Hi RAKOTONDRASOA Andry,

Might want to review and/or implement this:

What is java.lang.OutOfMemoryError: GC overhead limit exceeded?

Best,

Steven

Andry RAKOTONDRASOA's profile image
Andry RAKOTONDRASOA

Hi Steven Brown,

Thanks for your reply.

We have already tested this configuration but we still have the same error : OutofMemory.

With a 5000000 LAG in the kafka cluster, the etl reaches 10GB of memory usage in 45 seconds.

So, if it is related to the pentaho environment, using the etl Kafka consumer  is recommended for consuming a big volume of data in a Kafka topic ?

Regards,

Andry

Ricardo Miguel Díaz Razo's profile image
Ricardo Miguel Díaz Razo

Hi RAKOTONDRASOA Andry

Can you attach a screenshot of your transformation?

Andry RAKOTONDRASOA's profile image
Andry RAKOTONDRASOA

Hi Ricardo Diaz,

Please find attached the screenshots of etl.

Both transformations (screenshots_1 and screenshot_2 ) have the same memory problem after a few hours with a topic without LAG in Kafka and 2 minutes for a topic with LAG (LAG > 4500000 ).

Regards,

Andry

Virgilio Pierini's profile image
Virgilio Pierini

Hi RAKOTONDRASOA Andry

I don't have a specific answer for you but I'm working on Kafka consumers as well and I'm having some, slightly different but relevant, problems.

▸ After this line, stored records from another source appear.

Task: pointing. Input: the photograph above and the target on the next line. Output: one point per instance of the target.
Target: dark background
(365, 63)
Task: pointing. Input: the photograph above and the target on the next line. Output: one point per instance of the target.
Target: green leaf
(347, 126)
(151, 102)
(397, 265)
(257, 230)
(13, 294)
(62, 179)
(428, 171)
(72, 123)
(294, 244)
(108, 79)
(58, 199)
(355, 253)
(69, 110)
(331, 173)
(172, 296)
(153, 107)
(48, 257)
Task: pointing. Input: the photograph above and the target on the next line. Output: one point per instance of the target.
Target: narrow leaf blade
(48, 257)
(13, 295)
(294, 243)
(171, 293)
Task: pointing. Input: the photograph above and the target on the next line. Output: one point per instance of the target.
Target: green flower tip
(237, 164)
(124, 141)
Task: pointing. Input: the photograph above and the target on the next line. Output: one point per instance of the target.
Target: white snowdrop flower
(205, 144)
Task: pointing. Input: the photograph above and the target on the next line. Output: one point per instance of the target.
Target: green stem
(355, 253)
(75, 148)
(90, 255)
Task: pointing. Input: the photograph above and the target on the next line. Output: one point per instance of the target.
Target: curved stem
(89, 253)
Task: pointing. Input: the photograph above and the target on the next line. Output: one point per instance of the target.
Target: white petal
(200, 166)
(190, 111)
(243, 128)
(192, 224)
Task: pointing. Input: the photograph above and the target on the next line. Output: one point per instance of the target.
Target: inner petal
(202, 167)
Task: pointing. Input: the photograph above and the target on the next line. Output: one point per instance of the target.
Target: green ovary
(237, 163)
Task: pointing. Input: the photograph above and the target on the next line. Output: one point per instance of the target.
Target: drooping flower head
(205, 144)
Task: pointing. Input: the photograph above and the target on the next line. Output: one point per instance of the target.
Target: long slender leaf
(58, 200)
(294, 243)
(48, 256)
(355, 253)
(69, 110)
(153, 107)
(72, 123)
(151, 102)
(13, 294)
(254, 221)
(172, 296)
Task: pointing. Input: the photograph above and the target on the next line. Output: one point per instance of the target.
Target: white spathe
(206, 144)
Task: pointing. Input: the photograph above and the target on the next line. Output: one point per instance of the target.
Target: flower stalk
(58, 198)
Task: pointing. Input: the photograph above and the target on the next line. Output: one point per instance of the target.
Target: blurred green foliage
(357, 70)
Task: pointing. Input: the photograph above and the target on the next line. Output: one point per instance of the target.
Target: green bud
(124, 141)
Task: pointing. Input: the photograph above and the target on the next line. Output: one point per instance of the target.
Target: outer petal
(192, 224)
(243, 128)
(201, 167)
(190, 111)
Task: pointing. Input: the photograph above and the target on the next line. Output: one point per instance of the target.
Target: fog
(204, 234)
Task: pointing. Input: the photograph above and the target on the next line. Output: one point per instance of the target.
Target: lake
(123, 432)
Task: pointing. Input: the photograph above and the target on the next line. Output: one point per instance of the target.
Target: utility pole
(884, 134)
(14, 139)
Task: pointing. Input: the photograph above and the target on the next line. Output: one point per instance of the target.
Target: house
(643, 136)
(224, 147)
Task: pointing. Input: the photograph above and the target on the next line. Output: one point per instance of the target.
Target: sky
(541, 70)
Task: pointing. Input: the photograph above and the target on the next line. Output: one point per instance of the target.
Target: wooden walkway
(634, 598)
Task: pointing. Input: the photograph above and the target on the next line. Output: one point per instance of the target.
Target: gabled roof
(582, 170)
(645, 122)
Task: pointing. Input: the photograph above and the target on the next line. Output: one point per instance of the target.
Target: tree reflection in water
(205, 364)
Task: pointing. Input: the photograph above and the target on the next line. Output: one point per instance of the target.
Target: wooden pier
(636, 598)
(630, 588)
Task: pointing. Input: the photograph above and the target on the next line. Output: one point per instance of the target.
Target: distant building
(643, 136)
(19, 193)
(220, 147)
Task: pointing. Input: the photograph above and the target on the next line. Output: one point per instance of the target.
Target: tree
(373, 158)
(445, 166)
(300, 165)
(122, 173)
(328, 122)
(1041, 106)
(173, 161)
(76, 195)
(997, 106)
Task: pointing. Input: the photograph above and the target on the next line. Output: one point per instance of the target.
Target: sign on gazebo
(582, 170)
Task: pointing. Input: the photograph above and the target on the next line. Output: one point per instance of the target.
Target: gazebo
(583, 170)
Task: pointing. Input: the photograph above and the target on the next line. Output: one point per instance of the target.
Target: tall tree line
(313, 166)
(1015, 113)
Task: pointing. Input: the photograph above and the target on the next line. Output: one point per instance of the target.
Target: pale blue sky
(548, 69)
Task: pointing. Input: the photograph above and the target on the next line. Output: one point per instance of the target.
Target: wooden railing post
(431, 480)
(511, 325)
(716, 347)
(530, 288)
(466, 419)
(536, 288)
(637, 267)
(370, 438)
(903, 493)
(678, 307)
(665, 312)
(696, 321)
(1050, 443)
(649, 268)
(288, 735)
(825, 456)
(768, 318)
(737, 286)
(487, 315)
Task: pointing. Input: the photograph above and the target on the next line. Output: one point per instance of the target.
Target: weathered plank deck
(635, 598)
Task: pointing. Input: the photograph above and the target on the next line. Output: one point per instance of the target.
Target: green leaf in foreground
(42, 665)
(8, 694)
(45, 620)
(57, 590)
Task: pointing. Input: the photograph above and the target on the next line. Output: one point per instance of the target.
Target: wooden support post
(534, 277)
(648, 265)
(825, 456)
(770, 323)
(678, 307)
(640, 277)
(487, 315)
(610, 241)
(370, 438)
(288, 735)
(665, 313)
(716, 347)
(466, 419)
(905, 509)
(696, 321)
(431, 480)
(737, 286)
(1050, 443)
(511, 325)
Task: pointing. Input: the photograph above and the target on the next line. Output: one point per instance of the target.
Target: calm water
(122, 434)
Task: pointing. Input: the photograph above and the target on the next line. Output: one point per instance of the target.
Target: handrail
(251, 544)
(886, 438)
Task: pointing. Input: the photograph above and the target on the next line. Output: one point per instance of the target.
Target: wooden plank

I had out of memory issues, I'm on CE edition so I'm using plain Carte to have the transformation running and I haven't found out yet the reason. But I noticed I was on OpenJDK and now switched to Oracle JVM. Also I'm on AWS machines which usually do not have swap space and this leads to machine stall. So I'm currently testing a more supported scenario.

As per your transformation I don't see any particular problem, afaik. I mean that, for example, if you run jobs "per every row" then PDI has to collect a lot of "result information" from every run. But you're using only transformations, am I right?

Another thing, maybe it's silly, maybe not :-) The kafka consumer gets all data and then calls the trasnformation according to the batch size (or time frame). Which configuration are you using? Maybe you're getting too much data inside of the component at once. Some things to try might be to:

- start with "latest" messages and a new consumer group to see if things go weird anyway regardless of LAG and history!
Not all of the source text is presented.